Spycraft - Melton [51]
Another compelling technology quietly emerging was the Charge-Coupled Device (CCD) developed by researchers at Bell Labs in the late 1960s. Originally conceived as a memory storage device, each CCD chip is made up of an array of light-sensitive capacitors. As photons hit the CCD, an electron is dislodged, creating a small electrical charge to form a pattern that varies in degree to the intensity of the light. By focusing light through a lens, the pattern becomes well defined, similar to the chemical reaction of photographic film. A software program that “remembers” where individual charges are located creates the picture. Instead of the image’s resolution being determined by the size of the silver grains on the film, the number of capacitors (or pixels) defines detail. In 1974, OTS began building its first digital imager. Rather than copying documents with film cameras, the idea was to replace film with a linear array of imaging sensors from the emerging CCD technology. With a modest investment through a classified contract, OTS engineers worked with a team of scientists at a leading American electronics company to develop a “camera” that would work as well in an agent’s hands as the KH-11 imagers (cameras) worked from space.11
It would take more than ten years for a product to emerge, a remarkable black box called a “filmless camera” that captured and stored digital images. More important for clandestine operations, the “black box” contained a feature for digital transmission of the electronic images, turning the camera into a two-way covcom device. By 1989, OTS had a piece of spy gear that worked like a cell phone’s digital camera.
Advances in technology both radically reduced size and increased capabilities of spy gear. Size reduction expanded possibilities for concealment, minimized power requirements, and improved an agent’s ability to conceal it, carry it, dead drop it, and use it. “Can’t we make it smaller?” and “Why is this so big?” may have been the most frequently asked questions of OTS engineers.
CHAPTER 8
The Pen Is Mightier Than the Sword (and Shield)
Q: What is a Soviet trio?
A: A quartet returning from an overseas tour.
—1970s underground Soviet humor
In 1973, a Soviet diplomat stationed in Colombia entered the steam room of the Bogotá Hilton. A few minutes later, another man casually joined him and struck up a conversation in Spanish. The Soviet was Aleksandr Ogorodnik, a member of the Ministry of Foreign Affairs, and the other a CIA case officer. What appeared to be a chance meeting in an unlikely location was actually part of a finely coordinated plan to recruit Ogorodnik to spy inside the Soviet Union.
An economist with a specialty in Latin America, Ogorodnik had access to information about Soviet policy through his diplomatic status and assignment.
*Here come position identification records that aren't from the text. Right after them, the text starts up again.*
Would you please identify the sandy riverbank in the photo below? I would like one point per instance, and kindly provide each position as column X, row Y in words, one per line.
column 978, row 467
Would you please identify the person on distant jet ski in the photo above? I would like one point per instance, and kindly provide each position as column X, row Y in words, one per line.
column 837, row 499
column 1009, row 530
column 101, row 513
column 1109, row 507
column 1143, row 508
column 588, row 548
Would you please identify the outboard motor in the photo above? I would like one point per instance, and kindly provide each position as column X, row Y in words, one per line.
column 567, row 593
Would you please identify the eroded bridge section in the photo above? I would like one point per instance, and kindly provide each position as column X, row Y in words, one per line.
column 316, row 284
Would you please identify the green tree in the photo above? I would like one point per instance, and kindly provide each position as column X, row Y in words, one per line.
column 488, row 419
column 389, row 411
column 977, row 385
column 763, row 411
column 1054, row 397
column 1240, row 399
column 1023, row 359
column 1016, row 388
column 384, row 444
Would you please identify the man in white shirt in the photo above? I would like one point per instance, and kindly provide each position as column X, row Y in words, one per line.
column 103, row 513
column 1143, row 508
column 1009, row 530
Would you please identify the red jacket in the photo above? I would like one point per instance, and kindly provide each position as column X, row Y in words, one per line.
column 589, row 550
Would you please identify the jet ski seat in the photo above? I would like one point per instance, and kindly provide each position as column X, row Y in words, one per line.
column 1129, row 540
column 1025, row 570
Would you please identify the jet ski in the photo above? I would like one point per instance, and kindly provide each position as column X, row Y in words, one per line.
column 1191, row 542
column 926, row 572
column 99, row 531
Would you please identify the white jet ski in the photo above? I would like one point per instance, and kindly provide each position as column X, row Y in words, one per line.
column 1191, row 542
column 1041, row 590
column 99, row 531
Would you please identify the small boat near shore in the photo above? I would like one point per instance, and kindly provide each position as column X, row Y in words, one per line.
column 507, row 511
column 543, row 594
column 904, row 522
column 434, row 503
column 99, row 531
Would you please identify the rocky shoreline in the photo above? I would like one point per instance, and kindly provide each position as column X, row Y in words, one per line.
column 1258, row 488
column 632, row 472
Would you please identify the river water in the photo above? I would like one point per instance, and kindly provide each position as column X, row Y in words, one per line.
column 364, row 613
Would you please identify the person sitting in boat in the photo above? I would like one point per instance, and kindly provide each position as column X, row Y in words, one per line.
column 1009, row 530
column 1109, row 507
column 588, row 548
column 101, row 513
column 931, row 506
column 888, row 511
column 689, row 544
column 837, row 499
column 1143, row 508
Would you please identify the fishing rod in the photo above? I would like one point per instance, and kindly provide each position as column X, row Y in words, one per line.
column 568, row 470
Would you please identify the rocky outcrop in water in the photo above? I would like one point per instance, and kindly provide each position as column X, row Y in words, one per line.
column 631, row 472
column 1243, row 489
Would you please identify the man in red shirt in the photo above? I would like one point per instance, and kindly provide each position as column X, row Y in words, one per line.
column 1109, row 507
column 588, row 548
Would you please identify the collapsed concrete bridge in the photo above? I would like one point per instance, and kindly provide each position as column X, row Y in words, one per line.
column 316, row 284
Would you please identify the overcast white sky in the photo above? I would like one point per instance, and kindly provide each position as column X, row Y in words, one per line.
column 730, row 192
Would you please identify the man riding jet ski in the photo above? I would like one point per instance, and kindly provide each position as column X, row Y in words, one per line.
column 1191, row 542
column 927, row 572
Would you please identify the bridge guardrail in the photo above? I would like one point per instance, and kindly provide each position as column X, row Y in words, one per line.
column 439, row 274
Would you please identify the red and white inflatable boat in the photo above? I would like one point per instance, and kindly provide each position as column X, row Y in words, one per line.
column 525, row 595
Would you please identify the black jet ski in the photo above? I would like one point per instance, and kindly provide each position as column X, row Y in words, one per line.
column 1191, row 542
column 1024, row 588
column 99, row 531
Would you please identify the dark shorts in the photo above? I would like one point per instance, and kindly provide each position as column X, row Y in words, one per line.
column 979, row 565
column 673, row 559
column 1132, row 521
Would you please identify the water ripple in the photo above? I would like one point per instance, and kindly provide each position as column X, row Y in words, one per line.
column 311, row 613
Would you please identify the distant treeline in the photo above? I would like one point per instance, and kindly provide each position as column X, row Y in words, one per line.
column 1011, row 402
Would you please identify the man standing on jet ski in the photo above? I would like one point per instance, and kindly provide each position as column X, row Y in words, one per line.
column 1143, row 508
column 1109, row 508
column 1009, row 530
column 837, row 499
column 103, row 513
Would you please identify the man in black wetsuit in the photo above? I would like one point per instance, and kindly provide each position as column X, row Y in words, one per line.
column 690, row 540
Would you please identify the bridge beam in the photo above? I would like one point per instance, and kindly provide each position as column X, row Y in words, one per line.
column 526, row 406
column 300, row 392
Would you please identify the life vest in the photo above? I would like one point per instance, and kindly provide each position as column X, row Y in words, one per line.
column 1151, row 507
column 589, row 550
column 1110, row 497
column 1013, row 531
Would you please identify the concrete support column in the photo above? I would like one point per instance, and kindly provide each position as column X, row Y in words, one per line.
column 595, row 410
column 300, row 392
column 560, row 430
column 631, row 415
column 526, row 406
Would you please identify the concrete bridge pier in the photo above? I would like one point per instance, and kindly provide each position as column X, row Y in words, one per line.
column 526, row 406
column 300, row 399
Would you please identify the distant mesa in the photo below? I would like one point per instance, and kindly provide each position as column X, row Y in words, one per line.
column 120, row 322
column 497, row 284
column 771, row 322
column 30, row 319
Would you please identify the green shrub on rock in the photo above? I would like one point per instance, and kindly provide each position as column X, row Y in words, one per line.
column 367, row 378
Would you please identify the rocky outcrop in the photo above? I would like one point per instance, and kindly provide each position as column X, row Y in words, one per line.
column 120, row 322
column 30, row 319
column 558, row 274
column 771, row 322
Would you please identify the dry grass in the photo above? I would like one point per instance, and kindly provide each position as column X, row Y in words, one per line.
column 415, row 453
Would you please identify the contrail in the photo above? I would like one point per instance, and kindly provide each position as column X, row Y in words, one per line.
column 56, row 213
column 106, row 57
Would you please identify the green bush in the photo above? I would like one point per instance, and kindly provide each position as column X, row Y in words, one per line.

Here was a chance for the United States to learn what the Soviet leadership was thinking and planning for its Latin American policy. If successful, this operation could provide sustained, detailed intelligence on Soviet plans and intentions not available from satellites.
Soviet officials were more accessible in countries outside the Soviet Union, but recruiting them was still no easy task. As much as possible, the Soviets tried to create a security cordon around their diplomats. Soviets living abroad were watched carefully by their own security officers stationed in the embassy, who, ever alert for a hint of the smallest political crime, would make note of something as harmless as attending a foreign movie. Soviet missions were laced with stukachi (informers) eager to curry favor with superiors by reporting any trivial transgression. Soviet diplomats were required to report even a casual conversation with Americans to the security officer at the KGB rezidentura (station) inside the embassy. Most complied with the restrictions because, compared to conditions in Moscow, foreign living was luxurious. These diplomats had prospered under the Soviet regime and guarded their elite status jealously.